Still, you might want to tune in and watch the launch online. For just the fifth time in history, NASA astronauts will be test-flying a new type of spacecraft. Should Behnken and Hurley complete their mission objectives, we may yet see a golden age of space tourism and innovation — with private industry taking on development roles long adopted by governments.

„To naprawdę kolejny ważny krok w komercjalizacji orbity nisko-okołoziemskiej i posiadaniu naprawdę istotnej gospodarki orbitalnej, w której NASA jest jednym z wielu klientów” - powiedział Bridenstine.

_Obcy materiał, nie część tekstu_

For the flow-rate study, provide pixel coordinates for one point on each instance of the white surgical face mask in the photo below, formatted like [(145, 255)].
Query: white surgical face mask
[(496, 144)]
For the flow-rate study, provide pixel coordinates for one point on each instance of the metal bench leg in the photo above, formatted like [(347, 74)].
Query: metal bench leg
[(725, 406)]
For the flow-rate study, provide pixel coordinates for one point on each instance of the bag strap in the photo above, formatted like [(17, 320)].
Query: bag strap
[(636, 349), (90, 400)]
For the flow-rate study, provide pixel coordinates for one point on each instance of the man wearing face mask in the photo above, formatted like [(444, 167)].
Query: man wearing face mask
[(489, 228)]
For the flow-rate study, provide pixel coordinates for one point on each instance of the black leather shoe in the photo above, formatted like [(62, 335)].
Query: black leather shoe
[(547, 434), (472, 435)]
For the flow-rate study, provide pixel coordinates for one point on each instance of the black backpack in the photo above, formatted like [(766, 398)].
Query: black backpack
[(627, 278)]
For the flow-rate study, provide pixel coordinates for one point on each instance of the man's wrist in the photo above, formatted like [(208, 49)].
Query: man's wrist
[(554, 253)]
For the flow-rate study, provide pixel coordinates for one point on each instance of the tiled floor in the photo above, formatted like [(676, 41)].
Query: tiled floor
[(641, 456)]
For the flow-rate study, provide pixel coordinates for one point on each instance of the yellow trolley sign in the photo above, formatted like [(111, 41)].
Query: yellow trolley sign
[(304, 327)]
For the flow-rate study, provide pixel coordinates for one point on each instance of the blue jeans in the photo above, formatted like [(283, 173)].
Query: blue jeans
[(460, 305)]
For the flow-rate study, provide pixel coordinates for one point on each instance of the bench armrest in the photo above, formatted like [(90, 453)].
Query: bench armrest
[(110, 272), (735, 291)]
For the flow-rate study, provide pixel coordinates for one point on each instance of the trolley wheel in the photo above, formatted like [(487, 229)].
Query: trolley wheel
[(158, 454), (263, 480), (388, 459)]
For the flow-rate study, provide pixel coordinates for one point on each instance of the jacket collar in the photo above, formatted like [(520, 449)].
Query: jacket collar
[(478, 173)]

Rakieta SpaceX Falcon 9 wystrzeliwuje z kompleksu startowego 39A w Centrum Kosmicznym NASA im. Kennedy'ego na Florydzie 19 stycznia 2020 r., Przenosząc statek kosmiczny Crew Dragon na firmowy test przerwania lotu bez załogi.

Teraz to zabawne

Ripley, manekin, który wziął udział w zeszłorocznej misji demonstracyjnej bezzałogowego smoka załogi, został nazwany na cześć Ellen Ripley z serii „Obcy”. Portret bohaterki science-fiction Sigourney Weaver przyniosła jej w 1987 roku nominację do Oscara.